![Julia Detchon](https://sites.utexas.edu/clavis/files/2018/08/headshot-julia-detchon-2.jpg)
Julia Detchon, a CLAVIS PhD candidate, was awarded a Fulbright U.S. Student grant to support primary research in Buenos Aires, starting spring 2020. In Argentina, her project will be supervised by Dr. Andrea Giunta and the Instituto Interdisciplinario de Estudios de Género at the Universidad de Buenos Aires (IIEGE-UBA).
Julia will be advancing her dissertation, “Working Around: Lea Lublin, Marie Orensanz, Mirtha Dermisache, and Margarita Paksa, 1968-1983.” The four artists at the core of her study formed part of an effervescent milieu in Buenos Aires that led the continent in conceptual art experimentation despite and often in response to—Argentina’s military dictatorship (1974-1983). The artists frequently used language, as a linguistic device and pure form, to test constraints on public and private communication in this period as well as redefine the role of women in the art world and larger society. These experiments also extended beyond Buenos Aires, as they increasingly participated in an internationalized art scene.
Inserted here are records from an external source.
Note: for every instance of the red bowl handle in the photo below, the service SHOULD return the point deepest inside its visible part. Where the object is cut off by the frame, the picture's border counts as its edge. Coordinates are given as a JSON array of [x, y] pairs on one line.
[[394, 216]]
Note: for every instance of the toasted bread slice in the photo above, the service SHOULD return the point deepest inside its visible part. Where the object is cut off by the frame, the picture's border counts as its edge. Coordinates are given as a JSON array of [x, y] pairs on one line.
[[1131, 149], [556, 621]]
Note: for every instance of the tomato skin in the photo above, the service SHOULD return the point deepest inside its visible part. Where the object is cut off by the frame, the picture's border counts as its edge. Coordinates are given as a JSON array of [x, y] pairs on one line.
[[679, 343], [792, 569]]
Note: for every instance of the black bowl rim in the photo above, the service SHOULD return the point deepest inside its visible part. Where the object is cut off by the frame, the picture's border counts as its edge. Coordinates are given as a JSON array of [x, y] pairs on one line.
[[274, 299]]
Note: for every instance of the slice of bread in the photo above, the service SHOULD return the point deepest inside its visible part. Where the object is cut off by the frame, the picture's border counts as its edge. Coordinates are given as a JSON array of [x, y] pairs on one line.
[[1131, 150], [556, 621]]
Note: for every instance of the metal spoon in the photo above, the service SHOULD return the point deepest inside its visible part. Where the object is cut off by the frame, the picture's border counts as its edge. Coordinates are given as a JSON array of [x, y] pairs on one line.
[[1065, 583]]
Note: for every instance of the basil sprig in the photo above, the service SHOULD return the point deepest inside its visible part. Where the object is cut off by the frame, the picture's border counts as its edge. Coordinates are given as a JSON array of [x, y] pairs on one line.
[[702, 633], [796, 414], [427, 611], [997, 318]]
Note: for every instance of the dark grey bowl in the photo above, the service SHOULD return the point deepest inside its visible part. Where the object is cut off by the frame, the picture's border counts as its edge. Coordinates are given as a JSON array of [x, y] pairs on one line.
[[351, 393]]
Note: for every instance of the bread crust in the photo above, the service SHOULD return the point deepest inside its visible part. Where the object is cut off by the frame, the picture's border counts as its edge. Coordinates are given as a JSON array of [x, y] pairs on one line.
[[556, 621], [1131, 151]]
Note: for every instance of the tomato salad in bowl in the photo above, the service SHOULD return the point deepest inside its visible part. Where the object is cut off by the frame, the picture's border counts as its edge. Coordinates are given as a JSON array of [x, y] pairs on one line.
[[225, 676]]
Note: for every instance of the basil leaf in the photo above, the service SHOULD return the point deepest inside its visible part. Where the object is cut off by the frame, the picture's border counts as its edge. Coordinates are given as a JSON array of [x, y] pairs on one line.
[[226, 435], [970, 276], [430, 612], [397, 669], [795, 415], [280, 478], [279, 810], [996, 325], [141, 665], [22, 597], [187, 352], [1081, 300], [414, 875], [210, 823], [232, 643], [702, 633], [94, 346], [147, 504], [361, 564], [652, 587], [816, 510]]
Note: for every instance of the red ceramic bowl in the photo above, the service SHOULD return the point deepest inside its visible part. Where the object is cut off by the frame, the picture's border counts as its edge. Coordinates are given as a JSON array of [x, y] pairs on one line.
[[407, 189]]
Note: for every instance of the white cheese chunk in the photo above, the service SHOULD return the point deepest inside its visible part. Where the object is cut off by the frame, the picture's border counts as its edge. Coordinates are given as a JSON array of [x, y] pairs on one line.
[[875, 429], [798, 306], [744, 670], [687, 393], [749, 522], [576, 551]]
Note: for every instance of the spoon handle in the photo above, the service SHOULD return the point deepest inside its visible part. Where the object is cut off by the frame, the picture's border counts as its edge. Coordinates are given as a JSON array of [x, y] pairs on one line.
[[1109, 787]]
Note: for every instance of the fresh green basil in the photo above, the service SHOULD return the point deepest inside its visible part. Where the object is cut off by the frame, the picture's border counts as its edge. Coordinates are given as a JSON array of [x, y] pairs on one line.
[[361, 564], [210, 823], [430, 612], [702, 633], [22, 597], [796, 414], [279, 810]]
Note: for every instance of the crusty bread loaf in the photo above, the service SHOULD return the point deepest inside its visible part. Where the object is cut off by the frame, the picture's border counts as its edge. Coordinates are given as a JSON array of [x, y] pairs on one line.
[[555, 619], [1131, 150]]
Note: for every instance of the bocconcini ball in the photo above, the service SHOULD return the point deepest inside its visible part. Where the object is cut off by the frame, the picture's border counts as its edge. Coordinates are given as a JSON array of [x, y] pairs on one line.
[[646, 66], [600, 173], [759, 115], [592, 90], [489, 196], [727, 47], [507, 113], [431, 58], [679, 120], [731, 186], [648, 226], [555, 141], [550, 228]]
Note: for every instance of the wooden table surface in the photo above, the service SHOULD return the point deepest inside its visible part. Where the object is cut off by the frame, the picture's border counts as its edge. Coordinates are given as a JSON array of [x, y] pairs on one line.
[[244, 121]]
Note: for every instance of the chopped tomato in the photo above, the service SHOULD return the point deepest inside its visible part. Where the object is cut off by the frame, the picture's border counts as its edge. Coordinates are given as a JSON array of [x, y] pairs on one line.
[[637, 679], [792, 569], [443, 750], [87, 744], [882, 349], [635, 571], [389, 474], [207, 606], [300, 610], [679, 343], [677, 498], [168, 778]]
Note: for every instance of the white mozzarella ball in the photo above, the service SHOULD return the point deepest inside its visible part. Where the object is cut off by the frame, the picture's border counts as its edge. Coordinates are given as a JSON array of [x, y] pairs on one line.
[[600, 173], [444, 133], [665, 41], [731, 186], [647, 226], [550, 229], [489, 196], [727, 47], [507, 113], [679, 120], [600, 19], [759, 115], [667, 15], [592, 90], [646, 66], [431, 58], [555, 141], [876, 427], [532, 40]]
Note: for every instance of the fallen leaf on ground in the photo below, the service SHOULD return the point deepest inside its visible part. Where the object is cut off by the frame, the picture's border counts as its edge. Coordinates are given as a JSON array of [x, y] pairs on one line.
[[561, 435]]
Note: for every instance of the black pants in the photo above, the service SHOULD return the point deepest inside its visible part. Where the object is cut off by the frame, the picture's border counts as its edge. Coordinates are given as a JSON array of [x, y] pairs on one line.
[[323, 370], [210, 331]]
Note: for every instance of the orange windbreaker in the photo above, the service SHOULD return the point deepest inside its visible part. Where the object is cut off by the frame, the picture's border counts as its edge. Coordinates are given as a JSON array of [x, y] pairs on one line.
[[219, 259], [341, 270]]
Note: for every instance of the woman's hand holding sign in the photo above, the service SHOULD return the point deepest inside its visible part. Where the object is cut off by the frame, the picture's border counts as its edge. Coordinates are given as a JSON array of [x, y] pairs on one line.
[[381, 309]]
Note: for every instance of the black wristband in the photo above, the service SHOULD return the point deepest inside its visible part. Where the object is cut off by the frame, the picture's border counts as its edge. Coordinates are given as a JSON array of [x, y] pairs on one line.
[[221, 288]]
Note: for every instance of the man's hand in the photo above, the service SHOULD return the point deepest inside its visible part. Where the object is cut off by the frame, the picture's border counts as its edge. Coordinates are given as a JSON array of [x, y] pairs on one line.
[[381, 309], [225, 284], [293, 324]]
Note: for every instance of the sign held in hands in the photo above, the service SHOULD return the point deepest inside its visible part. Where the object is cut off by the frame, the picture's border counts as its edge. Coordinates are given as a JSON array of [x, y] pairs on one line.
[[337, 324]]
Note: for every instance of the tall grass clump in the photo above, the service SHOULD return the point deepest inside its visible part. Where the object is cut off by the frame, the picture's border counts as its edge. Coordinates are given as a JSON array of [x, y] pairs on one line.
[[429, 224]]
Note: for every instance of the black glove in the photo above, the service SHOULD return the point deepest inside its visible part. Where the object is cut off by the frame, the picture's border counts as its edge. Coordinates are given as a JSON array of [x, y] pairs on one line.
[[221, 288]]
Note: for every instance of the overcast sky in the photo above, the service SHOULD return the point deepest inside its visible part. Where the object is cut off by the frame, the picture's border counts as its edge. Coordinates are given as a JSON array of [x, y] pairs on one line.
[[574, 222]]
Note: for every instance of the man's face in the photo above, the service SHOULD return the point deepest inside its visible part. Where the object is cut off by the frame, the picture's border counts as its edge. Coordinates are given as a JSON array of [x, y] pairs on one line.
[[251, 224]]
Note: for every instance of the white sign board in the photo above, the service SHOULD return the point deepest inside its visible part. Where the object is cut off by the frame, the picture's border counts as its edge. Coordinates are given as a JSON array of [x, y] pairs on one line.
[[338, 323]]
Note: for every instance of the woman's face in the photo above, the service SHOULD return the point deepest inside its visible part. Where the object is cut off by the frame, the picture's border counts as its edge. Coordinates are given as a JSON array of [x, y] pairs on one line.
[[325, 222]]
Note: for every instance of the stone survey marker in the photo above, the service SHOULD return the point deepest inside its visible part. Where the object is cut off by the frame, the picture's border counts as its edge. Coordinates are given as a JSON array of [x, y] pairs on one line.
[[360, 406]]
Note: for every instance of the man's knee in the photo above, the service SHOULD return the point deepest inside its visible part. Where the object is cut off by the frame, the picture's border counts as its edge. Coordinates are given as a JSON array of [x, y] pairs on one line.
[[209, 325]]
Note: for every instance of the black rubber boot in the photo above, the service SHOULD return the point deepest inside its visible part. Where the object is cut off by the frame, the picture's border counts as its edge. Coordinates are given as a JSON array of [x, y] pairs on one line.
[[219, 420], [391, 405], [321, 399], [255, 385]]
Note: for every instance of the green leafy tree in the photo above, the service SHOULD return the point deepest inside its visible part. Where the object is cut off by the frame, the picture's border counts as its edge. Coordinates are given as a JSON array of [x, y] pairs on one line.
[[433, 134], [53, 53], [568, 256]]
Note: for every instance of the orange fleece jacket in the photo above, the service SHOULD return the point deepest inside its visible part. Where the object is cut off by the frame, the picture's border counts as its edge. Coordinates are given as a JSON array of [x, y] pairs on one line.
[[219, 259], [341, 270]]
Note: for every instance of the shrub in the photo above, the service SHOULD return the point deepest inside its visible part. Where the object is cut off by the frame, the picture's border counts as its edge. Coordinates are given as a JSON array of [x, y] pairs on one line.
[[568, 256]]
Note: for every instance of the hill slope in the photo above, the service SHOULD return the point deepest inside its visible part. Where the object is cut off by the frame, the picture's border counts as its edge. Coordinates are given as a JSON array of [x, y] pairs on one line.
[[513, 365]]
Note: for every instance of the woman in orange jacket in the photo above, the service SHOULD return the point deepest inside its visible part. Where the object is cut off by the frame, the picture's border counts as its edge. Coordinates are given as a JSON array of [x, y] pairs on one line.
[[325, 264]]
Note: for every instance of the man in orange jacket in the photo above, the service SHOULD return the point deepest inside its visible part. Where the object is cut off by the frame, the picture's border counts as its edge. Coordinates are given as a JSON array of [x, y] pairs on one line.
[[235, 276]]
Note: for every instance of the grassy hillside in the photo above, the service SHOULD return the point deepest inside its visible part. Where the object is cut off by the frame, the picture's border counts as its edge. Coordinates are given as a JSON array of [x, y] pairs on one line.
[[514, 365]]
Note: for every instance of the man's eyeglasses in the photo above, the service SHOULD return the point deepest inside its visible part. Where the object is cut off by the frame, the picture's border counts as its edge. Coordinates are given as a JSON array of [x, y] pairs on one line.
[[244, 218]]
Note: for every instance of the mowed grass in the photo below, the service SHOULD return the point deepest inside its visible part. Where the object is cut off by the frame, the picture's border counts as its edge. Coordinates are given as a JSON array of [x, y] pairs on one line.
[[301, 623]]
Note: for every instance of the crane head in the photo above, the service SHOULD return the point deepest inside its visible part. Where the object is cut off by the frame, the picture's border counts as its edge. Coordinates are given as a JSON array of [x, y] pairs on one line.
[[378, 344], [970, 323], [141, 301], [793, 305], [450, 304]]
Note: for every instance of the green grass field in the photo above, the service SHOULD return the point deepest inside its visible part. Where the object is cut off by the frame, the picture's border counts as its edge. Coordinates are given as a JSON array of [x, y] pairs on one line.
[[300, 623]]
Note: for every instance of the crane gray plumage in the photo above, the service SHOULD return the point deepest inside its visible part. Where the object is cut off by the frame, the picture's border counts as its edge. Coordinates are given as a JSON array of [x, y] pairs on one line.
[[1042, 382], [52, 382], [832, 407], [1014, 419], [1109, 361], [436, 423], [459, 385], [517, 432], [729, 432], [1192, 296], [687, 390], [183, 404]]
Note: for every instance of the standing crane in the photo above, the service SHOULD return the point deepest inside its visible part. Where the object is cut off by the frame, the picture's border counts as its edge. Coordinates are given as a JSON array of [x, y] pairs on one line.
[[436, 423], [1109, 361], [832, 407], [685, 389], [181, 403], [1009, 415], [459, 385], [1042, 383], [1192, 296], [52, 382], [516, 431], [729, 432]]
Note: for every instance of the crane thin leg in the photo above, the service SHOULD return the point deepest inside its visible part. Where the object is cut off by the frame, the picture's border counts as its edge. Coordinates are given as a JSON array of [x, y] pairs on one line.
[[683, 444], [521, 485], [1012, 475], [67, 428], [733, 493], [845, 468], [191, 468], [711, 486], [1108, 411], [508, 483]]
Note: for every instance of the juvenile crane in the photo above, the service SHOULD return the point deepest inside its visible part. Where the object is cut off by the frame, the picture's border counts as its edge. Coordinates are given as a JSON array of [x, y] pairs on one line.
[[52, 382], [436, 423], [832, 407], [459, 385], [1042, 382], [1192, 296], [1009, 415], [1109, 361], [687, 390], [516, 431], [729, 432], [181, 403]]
Julia is a past recipient of a Tinker Field Research Grant and the Peter C. Marzio Award for Outstanding Research in 20th Century Latin American and Latino Art, given by the International Center for the Art of the Americas of the Museum of Fine Arts, Houston. She also held the Mellon Curatorial Fellowship in Latin American Art at the Blanton Museum of Art from 2016-2018.